Louise Brooks sera considérée comme la première actrice jouant dans des oeuvres controversées (j'y reviendrai, plus bas, dans ma critique de Loulou); son jeu subtil et nuancé à contrario des autres comédiens(nes) de l"époque du muet fera d'elle une tragédienne à part. Egocentrique - tous les acteurs(ices) le sont - généreuse (trop envers ses amis) mais aussi indépendante - la belle n'hésitera pas non plus à poser nue pour des célèbres photographes - lucide, celle qui ne se pliera jamais au petit jeu perverse du monde hollywoodien répondra à la question ; "Avez-vous été heureuse ?" - ; " "Jeune, j'ai été malheureuse la plupart du temps. Ce que recherchaient mes amis - gloire, argent, pouvoir - n'était pas fait pour me rendre heureuse. Leurs plaisirs - saloperies sensuelles, manière de se donner des airs, de se faire valoir - ne me rendaient pas heureuse. C'est seulement quand je me suis installée à Rochester que j'ai trouvé un peu de bonheur. Loin de tous ceux qui voudraient s'occuper de moi, je peux vivre comme je l'entends et fermer chaque soir ma porte en disant "Dieu merci, je suis seule". (Wiki, Louise Brooks portrait d'une anti-star, extrait Monographie de Roland Jaccard)
Beauté intemporelle, Je suis tombée sous le charme de Mademoiselle Louise Brooks : intelligente, libre, solitaire et définitivement insoumise !!!!
"Bien que les gens soient mieux à même de juger le jeu d'un acteur que le talent d'un peintre ou d'un compositeur, l'hypocrisie de la « sincérité » leur interdit de reconnaître qu'ils interprètent eux aussi, constamment, un rôle composé de toutes pièces. De sorte que pour demeurer un acteur à succès il est indispensable de saupoudrer le naturel d'une pincée de mystère et de bizarrerie afin que l'auditoire apprécie et soit intrigué par quelque chose qui ne lui ressemble pas".

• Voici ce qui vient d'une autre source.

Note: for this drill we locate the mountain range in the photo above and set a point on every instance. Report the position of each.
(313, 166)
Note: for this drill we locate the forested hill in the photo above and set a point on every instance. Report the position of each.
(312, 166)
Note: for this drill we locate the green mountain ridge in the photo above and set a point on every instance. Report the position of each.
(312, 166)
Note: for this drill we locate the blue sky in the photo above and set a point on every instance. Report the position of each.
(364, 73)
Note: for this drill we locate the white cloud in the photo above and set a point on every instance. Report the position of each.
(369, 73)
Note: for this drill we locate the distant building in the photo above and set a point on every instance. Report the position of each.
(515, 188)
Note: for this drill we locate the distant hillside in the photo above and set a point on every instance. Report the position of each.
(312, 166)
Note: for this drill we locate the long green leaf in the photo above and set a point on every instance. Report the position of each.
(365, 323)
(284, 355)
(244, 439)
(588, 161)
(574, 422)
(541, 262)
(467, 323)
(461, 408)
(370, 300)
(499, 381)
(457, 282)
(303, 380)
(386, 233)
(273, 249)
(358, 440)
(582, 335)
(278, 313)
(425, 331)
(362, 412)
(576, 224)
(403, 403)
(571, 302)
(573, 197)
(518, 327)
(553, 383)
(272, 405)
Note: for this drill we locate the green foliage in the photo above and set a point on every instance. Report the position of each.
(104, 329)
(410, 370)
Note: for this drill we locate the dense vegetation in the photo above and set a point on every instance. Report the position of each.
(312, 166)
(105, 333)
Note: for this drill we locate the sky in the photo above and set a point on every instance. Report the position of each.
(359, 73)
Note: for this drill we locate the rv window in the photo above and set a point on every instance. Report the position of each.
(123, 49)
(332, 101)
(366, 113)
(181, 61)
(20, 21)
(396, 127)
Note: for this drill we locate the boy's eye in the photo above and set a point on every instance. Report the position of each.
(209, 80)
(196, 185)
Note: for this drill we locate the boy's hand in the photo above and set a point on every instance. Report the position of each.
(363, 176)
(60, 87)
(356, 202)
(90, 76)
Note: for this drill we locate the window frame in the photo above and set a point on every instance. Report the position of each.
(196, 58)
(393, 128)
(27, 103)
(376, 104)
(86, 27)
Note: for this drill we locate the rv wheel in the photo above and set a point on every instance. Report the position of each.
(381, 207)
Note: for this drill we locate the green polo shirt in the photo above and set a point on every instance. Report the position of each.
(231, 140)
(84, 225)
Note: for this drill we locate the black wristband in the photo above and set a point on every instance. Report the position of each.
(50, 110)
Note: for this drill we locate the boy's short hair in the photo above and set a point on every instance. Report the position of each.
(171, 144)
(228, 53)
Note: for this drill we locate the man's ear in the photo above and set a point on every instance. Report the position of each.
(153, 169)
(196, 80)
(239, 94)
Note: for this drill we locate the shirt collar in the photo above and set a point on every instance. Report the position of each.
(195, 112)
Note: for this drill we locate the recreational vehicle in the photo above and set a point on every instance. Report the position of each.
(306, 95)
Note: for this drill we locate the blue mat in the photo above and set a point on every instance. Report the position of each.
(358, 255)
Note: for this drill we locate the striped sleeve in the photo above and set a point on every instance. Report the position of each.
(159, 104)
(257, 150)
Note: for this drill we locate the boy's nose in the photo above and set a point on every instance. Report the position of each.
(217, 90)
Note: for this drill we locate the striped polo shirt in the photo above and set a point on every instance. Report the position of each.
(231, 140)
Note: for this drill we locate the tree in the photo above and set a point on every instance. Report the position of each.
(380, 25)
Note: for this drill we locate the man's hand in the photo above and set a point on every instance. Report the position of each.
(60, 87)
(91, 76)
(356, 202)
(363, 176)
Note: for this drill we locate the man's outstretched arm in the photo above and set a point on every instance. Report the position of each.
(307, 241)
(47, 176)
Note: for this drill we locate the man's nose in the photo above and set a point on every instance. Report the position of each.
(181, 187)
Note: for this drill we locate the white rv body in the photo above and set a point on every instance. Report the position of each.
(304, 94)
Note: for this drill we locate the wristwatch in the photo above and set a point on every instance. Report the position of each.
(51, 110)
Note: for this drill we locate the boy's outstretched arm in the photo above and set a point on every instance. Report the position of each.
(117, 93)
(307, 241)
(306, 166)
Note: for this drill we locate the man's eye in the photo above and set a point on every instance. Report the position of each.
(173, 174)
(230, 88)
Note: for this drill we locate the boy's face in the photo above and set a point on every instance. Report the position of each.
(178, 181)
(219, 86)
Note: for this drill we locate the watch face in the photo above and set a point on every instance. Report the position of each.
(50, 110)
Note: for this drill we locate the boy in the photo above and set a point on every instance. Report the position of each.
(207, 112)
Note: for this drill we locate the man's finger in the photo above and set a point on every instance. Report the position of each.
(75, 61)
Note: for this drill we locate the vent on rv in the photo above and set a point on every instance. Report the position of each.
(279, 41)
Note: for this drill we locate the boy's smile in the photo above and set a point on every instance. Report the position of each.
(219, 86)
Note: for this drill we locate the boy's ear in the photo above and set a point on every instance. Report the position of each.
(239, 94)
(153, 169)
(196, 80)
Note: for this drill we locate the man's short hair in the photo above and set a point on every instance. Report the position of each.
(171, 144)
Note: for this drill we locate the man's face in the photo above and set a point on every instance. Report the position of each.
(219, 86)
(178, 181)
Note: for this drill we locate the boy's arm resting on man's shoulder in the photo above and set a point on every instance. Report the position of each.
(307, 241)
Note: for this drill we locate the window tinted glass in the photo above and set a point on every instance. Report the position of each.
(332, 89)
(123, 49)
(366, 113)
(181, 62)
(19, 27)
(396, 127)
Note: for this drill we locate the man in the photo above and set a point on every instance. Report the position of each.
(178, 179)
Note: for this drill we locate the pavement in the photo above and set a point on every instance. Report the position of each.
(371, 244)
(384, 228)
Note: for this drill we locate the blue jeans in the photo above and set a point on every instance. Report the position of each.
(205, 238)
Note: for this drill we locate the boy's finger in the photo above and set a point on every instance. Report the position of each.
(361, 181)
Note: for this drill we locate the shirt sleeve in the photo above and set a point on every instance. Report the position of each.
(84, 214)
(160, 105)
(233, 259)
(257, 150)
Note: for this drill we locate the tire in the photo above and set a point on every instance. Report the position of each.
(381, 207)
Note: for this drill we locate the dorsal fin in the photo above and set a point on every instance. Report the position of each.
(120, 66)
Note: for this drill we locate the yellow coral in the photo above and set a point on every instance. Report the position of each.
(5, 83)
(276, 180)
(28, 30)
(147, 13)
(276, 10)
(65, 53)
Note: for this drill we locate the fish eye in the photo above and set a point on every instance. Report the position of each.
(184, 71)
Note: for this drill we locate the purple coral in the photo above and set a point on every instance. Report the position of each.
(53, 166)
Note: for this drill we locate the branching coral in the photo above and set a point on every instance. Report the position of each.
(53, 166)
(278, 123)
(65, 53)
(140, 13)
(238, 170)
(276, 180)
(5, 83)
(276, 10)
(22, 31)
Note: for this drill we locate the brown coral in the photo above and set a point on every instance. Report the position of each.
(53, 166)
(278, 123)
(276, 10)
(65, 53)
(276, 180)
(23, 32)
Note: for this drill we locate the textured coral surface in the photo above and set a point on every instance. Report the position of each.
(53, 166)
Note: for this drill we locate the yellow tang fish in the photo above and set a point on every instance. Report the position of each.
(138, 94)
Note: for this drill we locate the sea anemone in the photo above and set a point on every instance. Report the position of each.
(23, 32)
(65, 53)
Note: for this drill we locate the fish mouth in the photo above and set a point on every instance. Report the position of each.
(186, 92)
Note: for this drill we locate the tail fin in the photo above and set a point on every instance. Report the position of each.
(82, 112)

FILMOGRAPHIE TRES SELECTIVE
"Loulou" (Die Büshse der Pandora) a été réalisé par Georg Wilhelm Pabst en 1928. Sorti en salle en 1929.

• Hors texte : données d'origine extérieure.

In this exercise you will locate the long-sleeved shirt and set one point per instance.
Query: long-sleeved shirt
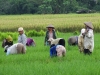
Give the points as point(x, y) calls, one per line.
point(89, 40)
point(22, 39)
point(47, 36)
point(57, 50)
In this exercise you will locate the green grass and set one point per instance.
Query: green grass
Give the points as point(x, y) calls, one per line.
point(37, 61)
point(62, 22)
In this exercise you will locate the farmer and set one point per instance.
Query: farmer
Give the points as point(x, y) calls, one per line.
point(81, 41)
point(57, 50)
point(30, 42)
point(88, 38)
point(49, 34)
point(15, 49)
point(22, 37)
point(7, 41)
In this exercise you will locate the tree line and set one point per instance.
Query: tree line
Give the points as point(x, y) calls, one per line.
point(47, 6)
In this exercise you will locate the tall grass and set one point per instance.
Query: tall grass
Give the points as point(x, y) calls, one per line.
point(62, 22)
point(37, 61)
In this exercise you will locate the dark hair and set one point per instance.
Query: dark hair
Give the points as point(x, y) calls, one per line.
point(52, 45)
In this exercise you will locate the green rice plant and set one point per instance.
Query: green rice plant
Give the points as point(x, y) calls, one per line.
point(62, 22)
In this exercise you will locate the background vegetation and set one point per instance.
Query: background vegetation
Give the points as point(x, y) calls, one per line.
point(62, 22)
point(37, 61)
point(47, 6)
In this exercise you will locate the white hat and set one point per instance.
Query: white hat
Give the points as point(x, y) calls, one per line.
point(20, 29)
point(89, 24)
point(82, 30)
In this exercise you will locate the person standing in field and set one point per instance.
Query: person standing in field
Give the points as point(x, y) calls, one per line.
point(50, 33)
point(22, 37)
point(88, 38)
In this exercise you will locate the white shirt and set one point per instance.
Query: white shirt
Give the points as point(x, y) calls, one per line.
point(22, 39)
point(89, 40)
point(12, 49)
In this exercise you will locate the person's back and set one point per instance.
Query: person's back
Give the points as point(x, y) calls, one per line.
point(22, 37)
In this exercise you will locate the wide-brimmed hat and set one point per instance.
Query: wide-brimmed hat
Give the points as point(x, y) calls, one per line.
point(50, 26)
point(89, 24)
point(20, 29)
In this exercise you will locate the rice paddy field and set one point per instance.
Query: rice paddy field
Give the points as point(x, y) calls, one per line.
point(62, 22)
point(37, 60)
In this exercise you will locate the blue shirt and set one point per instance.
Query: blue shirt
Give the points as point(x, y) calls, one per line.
point(53, 51)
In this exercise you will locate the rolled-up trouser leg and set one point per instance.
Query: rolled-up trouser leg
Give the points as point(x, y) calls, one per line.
point(87, 51)
point(20, 48)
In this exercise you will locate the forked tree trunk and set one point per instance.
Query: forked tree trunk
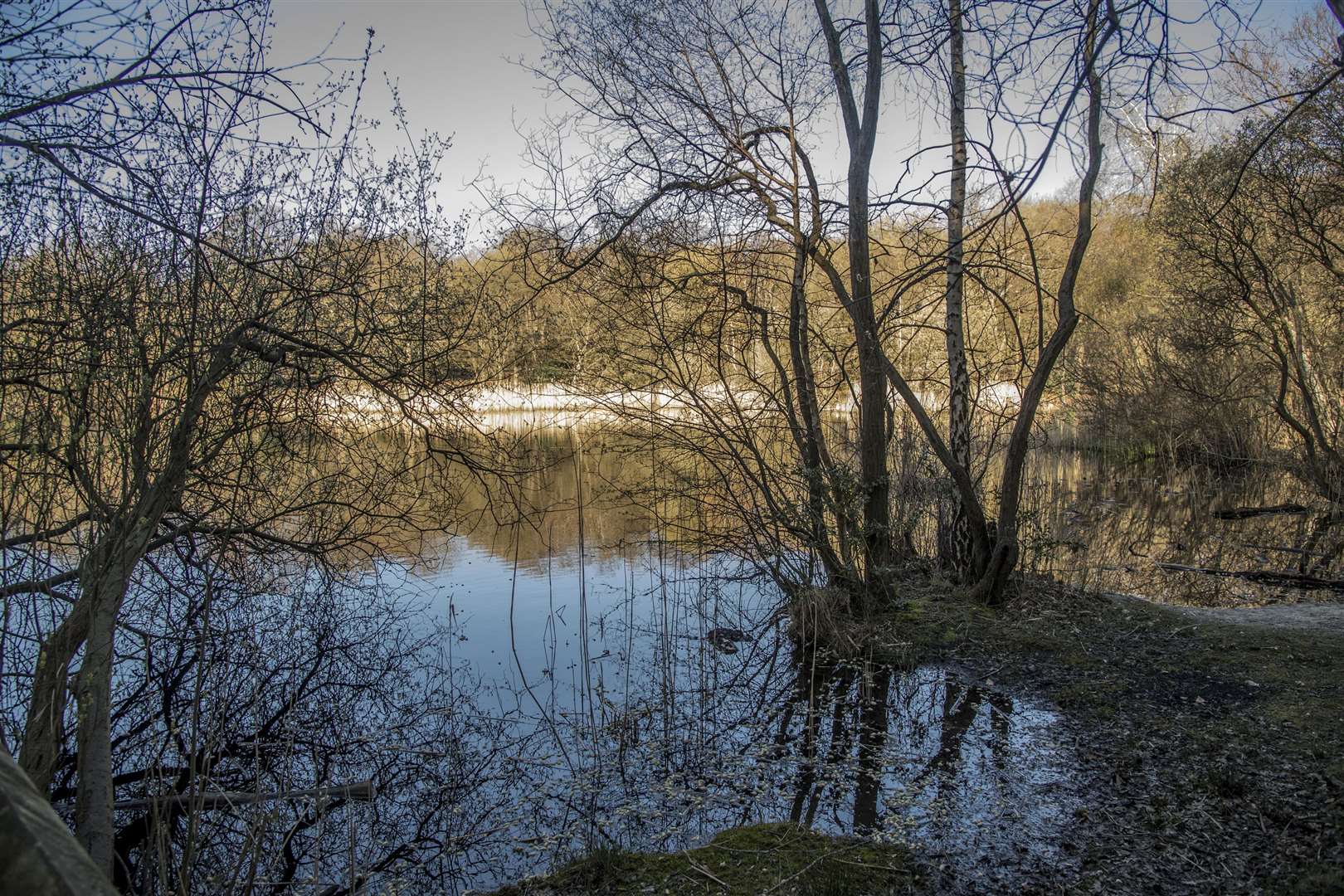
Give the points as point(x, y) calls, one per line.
point(955, 540)
point(860, 132)
point(993, 579)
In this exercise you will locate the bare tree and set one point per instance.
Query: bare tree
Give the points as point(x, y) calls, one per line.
point(202, 331)
point(706, 119)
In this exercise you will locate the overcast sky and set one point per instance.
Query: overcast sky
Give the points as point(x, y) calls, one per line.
point(455, 66)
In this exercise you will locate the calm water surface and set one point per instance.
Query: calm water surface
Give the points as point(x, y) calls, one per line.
point(632, 694)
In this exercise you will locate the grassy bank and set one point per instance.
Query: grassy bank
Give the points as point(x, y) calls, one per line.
point(1210, 757)
point(758, 859)
point(1213, 751)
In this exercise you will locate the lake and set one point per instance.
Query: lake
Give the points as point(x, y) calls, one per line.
point(636, 687)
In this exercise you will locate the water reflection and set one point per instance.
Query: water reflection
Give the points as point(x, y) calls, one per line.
point(645, 694)
point(640, 730)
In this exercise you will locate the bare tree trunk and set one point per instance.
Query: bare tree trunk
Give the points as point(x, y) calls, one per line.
point(862, 132)
point(955, 540)
point(993, 579)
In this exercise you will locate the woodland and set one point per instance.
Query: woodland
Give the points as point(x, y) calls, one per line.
point(254, 377)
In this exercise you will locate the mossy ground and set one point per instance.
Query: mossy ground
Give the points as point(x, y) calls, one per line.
point(1214, 751)
point(1213, 758)
point(758, 859)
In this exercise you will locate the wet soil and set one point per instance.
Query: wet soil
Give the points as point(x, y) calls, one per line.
point(1210, 742)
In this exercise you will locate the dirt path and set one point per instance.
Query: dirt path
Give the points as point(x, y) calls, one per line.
point(1322, 618)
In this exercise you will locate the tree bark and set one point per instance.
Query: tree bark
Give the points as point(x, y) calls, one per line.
point(955, 539)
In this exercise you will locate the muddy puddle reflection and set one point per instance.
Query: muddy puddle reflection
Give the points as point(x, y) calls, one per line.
point(689, 709)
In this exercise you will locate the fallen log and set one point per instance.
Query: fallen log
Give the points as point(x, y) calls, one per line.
point(1244, 514)
point(1262, 577)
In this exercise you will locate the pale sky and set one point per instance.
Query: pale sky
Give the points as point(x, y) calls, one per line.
point(455, 62)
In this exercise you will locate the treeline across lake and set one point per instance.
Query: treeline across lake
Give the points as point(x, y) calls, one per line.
point(854, 344)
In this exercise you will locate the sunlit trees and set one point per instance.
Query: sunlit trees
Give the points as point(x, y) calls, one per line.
point(706, 121)
point(1254, 268)
point(205, 334)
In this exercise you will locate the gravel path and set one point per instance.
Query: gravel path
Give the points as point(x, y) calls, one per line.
point(1326, 618)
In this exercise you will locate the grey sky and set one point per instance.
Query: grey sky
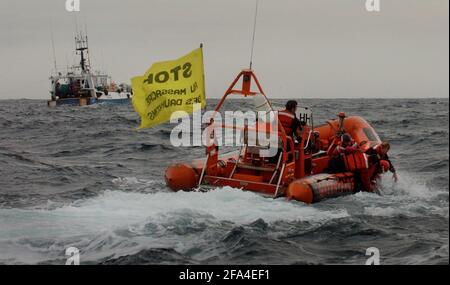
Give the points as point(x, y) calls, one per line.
point(303, 48)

Loulou, belle, capricieuse, insouciante et innocemment perverse, est une créature qui ne vit que pour l'amour. Elle joue dans une revue que commandite son amant, Ludwig Schön, un puissant magnat de la presse et du music-hall fiancé à la fille du ministre de l'intérieur. Au soir de la première, Loulou oblige Ludwig à rompre. Elle se fait épouser par Schön, mais le soir des noces, il la surprend dans sa chambre en situation équivoque. Furieux il veut l'obliger à se suicider, mais dans la lutte, c'est lui qui est tué par accident. Accusée de meurtre, Loulou parvient à s'enfuir...
Loulou (Die Büchse der Pandora) est à la base une adaptation de deux pièces de théâtre allemandes qui provoquèrent de nombreux scandales, par leur traitement de moeurs sexuels jugés trop osés pour l'époque. Il en sera de même pour le long-métrage, mutilé à sa sortie et censuré dans de nombreux pays : l'on découvre un personnage lesbien, le premier de l'histoire du cinéma. Petite anecdote : lors d'une scène où Loulou danse avec une comtesse est la première scène suggestive d'amour lesbien au cinéma !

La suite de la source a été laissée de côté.